Sharks not unfrequently follow a vessel in moderate weather for several days, and in tropical latitudes sometimes lurk under a ship's bottom, watching a chance to gratify their appetites. For this reason it is dangerous for a person to bathe in the sea during a calm, as they are by no means choice in regard to their food, but will as readily make a meal from the leg of a sailor as from the wing of a chicken.

Mr. Thompson related a case which occurred on board a vessel belonging to Portsmouth, the year before, and to which he was a witness. One Sunday morning, in the warm latitudes, while the sea was calm, a young man, on his first voyage, quietly undressed himself, and without a word to any one, thoughtlessly mounted the cathead and plunged into the water.

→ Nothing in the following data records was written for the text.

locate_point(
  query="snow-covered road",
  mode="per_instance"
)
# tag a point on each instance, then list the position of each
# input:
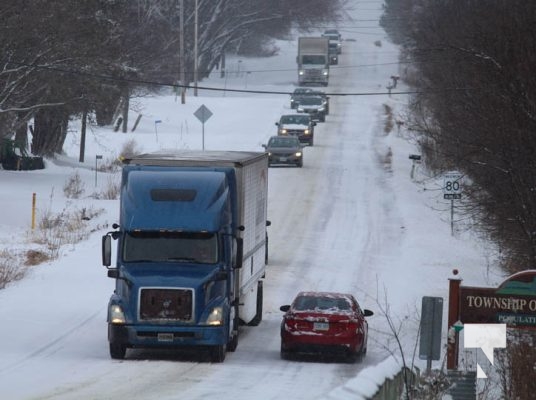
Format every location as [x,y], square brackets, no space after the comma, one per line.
[350,220]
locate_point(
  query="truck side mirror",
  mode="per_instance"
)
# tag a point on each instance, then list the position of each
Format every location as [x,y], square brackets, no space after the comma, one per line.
[107,250]
[239,252]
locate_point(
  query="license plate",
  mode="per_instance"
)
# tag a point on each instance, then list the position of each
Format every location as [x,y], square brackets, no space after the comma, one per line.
[321,326]
[165,337]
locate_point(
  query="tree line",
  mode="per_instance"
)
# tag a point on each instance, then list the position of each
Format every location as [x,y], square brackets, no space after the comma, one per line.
[473,64]
[85,59]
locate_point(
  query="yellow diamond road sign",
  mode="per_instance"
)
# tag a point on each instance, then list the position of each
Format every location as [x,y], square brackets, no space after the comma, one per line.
[203,114]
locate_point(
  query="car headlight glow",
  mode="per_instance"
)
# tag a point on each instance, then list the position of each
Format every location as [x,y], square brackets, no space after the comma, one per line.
[215,317]
[117,316]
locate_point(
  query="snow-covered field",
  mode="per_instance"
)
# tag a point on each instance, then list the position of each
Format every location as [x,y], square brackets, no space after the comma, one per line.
[350,220]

He swam off some distance from the ship, and laughing and shouting, seemed greatly to admire the refreshing exercise. The captain, on being informed of his imprudent conduct, called to him, rebuked him severely, and ordered him to return immediately to the ship. The young sailor turned about, wondering what impropriety there could be in taking a pleasant bath during such sultry weather. He swam beneath the fore-chain-wales, and took hold of a rope to aid him in getting on board. A couple of his shipmates also seized him by the wrists to assist him in climbing up the side. For a moment he remained motionless, with half his body in the water, when a huge shark, that had been lying in wait under the ship's bottom, seized him by the leg. The unfortunate young man uttered the most piteous screams, and every one was instinctively aware of the cause of his terrible agony. The captain ordered the men who held the arms of the sufferer to "hold on," and jumped in the chain-wale himself to assist them. By main strength the poor fellow was dragged fainting on board; but his foot was torn off, together with a portion of the integuments of the leg, and the bones were dreadfully crushed. He lived in agony a few days, when he expired. Incidents of this nature will satisfactorily account for the hatred which a sailor bears towards a shark.